The best songs were ones that started out with a single soloist and Pastor’s accompaniment on piano, but concluded with the strength of the choir lifting the congregation with voices that barreled out of their chests with such fervor that it powered the legion of angels securing the victory of which they sung. There were two soloists I’ll mention in particular. First was Janise, a high-soprano who stood at barely five-feet with a wafer-thin frame and hair pressed flat in a pixie cut. Her sharp jawline ran tangent to her regal collarbone that stretched from shoulder to shoulder and she had a voice so beautiful it can only be aptly described as ethereal. Her signature solo was “My Redeemer” and each time she sung the first note, the sanctuary got so quiet you could hear a pin drop. Then, as she moved through the song, the resultant shifts in the atmosphere caught like shivers in the spine until the Spirit hovered so thick and tangible in the place that with one inharmony He might vacate and His palpable presence promptly evacuated. Then there was Therese, who was tall and brown-skinned, wide-hipped and big-boned with a voice so strong and powerful that when she sang it seemed necessary that we permit her to suck all the oxygen out the room. Her thick, rounded arms had a look of richness that was more indulgence rather than gluttony and I envied the way she embodied this hearty appetite for the music, for Christ, for food. I envied the way she looked and moved and I bet she had never felt that cold-skinned black serpent slithering in her stomach, weaving over and under itself, nauseating his host until it was impossible to eat, seeping venom, squeezing until it was impossible to breathe…

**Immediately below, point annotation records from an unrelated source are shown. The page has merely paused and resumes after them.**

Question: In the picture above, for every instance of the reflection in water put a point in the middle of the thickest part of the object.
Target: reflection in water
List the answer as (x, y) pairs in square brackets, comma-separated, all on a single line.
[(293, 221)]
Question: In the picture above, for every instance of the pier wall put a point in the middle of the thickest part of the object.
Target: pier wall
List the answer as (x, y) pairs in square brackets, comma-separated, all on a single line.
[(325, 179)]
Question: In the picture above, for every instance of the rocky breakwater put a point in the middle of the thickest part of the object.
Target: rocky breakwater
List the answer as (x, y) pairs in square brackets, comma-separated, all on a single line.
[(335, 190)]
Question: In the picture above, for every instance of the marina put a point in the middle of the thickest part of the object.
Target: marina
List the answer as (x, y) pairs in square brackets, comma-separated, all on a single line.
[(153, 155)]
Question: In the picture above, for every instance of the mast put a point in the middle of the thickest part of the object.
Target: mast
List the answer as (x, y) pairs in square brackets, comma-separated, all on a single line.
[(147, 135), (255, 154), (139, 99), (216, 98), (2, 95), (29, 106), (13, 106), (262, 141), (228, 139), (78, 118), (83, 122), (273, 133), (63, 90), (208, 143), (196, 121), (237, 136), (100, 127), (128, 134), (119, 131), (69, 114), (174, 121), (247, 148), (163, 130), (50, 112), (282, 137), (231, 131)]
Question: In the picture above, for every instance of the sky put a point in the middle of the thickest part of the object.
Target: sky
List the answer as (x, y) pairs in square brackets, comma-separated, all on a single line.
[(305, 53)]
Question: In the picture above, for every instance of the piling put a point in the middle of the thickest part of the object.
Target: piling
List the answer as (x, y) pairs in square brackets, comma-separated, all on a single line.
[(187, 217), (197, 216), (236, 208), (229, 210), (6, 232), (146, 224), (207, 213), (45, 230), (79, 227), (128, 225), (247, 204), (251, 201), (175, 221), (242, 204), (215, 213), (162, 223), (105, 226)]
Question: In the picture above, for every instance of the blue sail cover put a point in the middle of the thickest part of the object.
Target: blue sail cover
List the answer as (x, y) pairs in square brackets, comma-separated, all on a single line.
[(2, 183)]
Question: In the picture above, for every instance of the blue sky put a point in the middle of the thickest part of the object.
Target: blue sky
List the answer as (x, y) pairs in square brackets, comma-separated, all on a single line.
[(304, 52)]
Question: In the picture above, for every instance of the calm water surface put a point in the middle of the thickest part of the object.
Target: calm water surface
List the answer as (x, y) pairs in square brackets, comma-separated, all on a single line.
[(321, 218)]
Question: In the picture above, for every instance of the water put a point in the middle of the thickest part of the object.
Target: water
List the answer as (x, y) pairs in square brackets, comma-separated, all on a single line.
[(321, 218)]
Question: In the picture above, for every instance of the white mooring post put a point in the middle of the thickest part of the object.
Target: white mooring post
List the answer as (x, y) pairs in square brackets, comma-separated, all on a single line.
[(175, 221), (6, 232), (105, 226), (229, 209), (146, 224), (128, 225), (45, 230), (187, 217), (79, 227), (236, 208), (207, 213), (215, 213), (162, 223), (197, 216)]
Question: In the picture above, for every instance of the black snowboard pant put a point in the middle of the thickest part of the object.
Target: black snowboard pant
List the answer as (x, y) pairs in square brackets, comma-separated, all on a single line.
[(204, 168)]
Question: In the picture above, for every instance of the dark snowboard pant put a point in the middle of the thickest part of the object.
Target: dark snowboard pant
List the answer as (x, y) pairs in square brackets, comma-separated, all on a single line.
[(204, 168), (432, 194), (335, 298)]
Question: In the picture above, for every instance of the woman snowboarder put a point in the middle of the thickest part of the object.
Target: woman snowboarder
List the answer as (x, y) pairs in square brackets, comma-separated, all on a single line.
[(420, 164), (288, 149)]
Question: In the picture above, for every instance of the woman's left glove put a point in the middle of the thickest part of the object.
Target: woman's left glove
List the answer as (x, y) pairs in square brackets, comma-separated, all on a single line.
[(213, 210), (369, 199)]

The Choir consistently took my breath away. I’d bend my imagination so that I saw angels perform with them, singing their hearts out from extra rows added on either side of the choir’s stage. I always had a sense of when we were coming to the last song and dreaded it. I didn’t want to hear the forthcoming message about extolling a laborious and bountiful seed-time for an uncertain harvest. I wanted only this present ministry of praise and song, a message of hope I intrinsically believed would save not only me, but all of us from our perilous nights.
My feet didn’t even touch the ground back then, just dangled off the pews’ edge, in patent-leather shoes and white socks with the lace frills on the seams for when you folded them over. I watched the Choir with tears streaming down my little-girl face, making quarter-sized stains on the lap of my faux-satin dress, feeling so embarrassed, I asked myself: Why am I crying like this? I really don’t understand — Why does it mean so much to me that Pastor Clinton and the Choir assure me that Christ will hold back the night?